October 26, 2025

Georgia Teacher Sues Over Suspension Linked to Charlie Kirk Comments

Georgia Teacher of the Year Finalist Files Federal Lawsuit Against School District After Being Suspended for Social Media Post About Charlie Kirk

The case of veteran Georgia high school teacher Michelle Mickens, a candidate for the 2022 Teacher of the Year award, has turned into a legal flashpoint over social media, free speech and public education. According to her filed complaint, Mickens was suspended by the Oglethorpe County School System after posting on her personal Facebook page comments about the assassination of conservative pundit Charlie Kirk — comments she says were protected by the First Amendment. The dispute is now playing out in federal court, raising questions about how school districts respond to off-duty speech by educators and whether political pressure is reshaping academic environments.

Mickens, who taught high school English for 24 years, described Kirk as “a horrible person, a fascist full of hate for anyone who was different,” while adding that she did not condone violence. The post, made hours after Kirk’s death during a public event, was set to “friends-only” visibility, but it was soon screenshotted and amplified on social media. Within days, Mickens says, she was summoned by her principal and superintendent and asked to delete the post and apologise. When she requested legal counsel instead, she was placed on leave and informed via union representative that the district would fire her unless she resigned — all despite her spotless professional record and years of service.

The school system, according to the complaint, moved quickly to hire a replacement while revoking Mickens’ access to email and internal systems, effectively sidelining her pending termination. The suit, filed with assistance from the Southern Poverty Law Center and the Georgia Association of Educators, names the school system and Superintendent Beverly Levine and seeks reinstatement, removal of any adverse employment records and unspecified damages. It argues that Mickens faced retaliation solely for expressing personal views outside the classroom, views that did not disrupt her duties or her students’ learning.

Critics of the district’s actions argue this case fits into a wider trend of ideological control in public education, where personal expression, especially political critique, can prompt swift administrative discipline. One legal advocate noted that the district permitted other employees to display pro-Kirk imagery or messages without facing consequences, so long as their views aligned with the favourable narrative. The lawsuit claims that discrepancy demonstrates viewpoint discrimination — a key First Amendment issue. The district has declined public comment, stating it will respond through litigation rather than the media.

On the other side, supporters of the district argue that educators, even when off duty, occupy positions of trust that require careful handling of public statements — especially those that might trigger significant backlash or public relations issues. When social media posts surface, they can rapidly become public controversies that reflect on a school system’s reputation. The district’s decision to intervene, according to them, was motivated by concern over escalating public and social media pressure, not censorship of speech.
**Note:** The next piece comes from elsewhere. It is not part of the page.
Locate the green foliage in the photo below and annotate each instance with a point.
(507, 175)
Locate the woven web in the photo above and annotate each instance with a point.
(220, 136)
For Mickens, the lawsuit is not just about her job, but what she sees as the broader principle of free speech for public servants. After decades in the classroom, her career may pivot into a test case adjudicating how far a school district may go when policing online remarks by its employees. The outcome could shape policy nationally, especially with educators increasingly caught between personal expression and institutional constraints.

Navigating this middle ground between educator speech and employer discipline, the federal case will examine whether Mickens’ off-duty comments were protected and whether the school’s reaction was constitutionally justified. Regardless of the legal outcome, the suit shines a spotlight on the fraught intersection of politics, social media and education right now — and it raises a potentially enduring question: when you speak as a private individual, how much does your district stay silent?